Ideally, every firm, large and small, should have a crisis communications plan prepared that outlines all the firm’s audiences: clients; the public at large; and internally, all the attorneys and staff at the firm, even vendors of the firm.
The plan should have a process for how and when to communicate, along with lists of action items in place before a crisis occurs — including identifying the law firm’s spokesperson (usually the firm’s managing partner) and other relevant contacts (like IT security), draft statements for media that account for several different scenarios, draft letters that can be updated quickly and sent to clients, along with plans for who sends them and how, as well as with reassurances about steps taken and in progress.
Internal messaging should provide instruction for how the breach is being handled and direction about how to manage media or client inquiries.
Have a general holding statement ready to share that addresses what you know now (at the time of the breach) and when updates or a final resolution can be shared. It doesn’t have to commit to all known facts, but it should state that the facts may change as new information is uncovered. Then, follow up with more information as it becomes known. Initial communications should also include a sincere apology, if warranted, and convey compassion and reassurance.
As details emerge and new facts come to light, be ready to change direction quickly, no matter how difficult these are.
Don’t overlook the importance of updated CRM lists. Many firms struggle with this, but if/when a breach happens is not the time to start cleaning up and organizing outdated names and contact information, and figure out proper ownership of such contacts. In the wake of a breach, information has to be shared quickly. A pending cybersecurity threat alone should be reason to make sure all firm contacts are prioritized and current.
Managing a Reputation After a Cyberattack
Firms must act decisively to protect their reputations. If treated like the crisis that it is, damage to a firm’s reputation after a breach can be managed with full anticipation and preparation of these items.
Crisis Team. Identify and train a crisis team. At the very least, the team has to include the firm’s spokesperson, firm’s experienced PR or crisis communications expert, legal counsel to the firm, and the IT security lead.

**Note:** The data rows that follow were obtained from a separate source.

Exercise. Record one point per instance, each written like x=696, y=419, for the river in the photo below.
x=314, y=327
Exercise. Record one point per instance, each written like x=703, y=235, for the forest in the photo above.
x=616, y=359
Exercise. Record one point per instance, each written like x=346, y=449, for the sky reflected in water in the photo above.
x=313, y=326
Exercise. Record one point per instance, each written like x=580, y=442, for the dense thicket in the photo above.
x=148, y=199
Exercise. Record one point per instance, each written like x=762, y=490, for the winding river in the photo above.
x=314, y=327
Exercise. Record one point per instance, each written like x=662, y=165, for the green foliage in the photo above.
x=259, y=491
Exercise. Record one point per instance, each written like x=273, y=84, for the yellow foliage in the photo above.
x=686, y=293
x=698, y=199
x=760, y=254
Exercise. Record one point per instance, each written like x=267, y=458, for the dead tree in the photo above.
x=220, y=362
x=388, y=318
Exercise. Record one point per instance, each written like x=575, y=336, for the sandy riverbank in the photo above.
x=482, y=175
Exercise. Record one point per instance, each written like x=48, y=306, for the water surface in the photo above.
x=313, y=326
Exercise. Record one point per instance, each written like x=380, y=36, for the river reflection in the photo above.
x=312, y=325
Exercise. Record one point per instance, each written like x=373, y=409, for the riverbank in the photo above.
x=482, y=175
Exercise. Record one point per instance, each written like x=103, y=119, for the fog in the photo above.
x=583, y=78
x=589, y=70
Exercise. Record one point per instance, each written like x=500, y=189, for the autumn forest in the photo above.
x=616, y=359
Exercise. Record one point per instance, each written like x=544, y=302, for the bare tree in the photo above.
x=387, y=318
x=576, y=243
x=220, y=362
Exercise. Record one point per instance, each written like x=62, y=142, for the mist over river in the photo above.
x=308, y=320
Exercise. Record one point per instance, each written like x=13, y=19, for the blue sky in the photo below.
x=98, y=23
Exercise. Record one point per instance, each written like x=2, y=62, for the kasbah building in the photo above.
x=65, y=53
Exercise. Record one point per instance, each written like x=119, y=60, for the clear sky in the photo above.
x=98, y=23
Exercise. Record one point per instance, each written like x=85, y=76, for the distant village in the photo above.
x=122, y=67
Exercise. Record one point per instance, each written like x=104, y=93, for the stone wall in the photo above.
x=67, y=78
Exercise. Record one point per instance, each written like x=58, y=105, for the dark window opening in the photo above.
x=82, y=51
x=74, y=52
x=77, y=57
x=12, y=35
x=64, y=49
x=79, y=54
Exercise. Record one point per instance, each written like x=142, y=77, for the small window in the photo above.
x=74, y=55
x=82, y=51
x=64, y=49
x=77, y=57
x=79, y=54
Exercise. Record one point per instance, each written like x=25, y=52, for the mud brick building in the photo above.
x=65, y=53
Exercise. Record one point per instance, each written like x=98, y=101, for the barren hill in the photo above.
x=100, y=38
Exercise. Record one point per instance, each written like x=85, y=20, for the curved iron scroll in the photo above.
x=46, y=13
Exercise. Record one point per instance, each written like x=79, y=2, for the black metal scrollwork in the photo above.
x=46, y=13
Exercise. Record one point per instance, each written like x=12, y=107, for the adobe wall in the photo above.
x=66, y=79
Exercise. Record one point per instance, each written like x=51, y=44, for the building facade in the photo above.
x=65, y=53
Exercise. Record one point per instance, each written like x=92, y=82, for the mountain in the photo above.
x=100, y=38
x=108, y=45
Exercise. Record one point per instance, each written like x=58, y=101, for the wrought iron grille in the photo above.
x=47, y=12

Crisis Plan. A crisis communications plan must be ready — and that means updating it at least once each year as people and situations change.
Social Media Strategy. Monitor social media and news stories as they happen and have a strategy ready with responses that include key messaging.
Media Relations Strategy. Help push down the negative stories by sharing positive news about the firm, its attorneys and its successes. An ongoing and steady stream of news stories about the firm — not being anything related the breach — will help push that negative news down. Doing so requires a commitment and dedicated strategy and an understanding that it will take time. However, it won’t make the negative news disappear overnight, since that takes time and other (good) news to take over the news cycle.
Every month and every day, ultra-sophisticated hackers are developing new threats to outsmart current technology and are working around existing barriers to get into law firm systems. Although most lawyers weren’t expecting to have to deal with technology threats as part of their practice, that is today’s reality. Firms with poor security will lose trust as well as clients, while firms with the tightest cybersecurity defenses will gain their clients’ confidence, as well as establish a competitive advantage.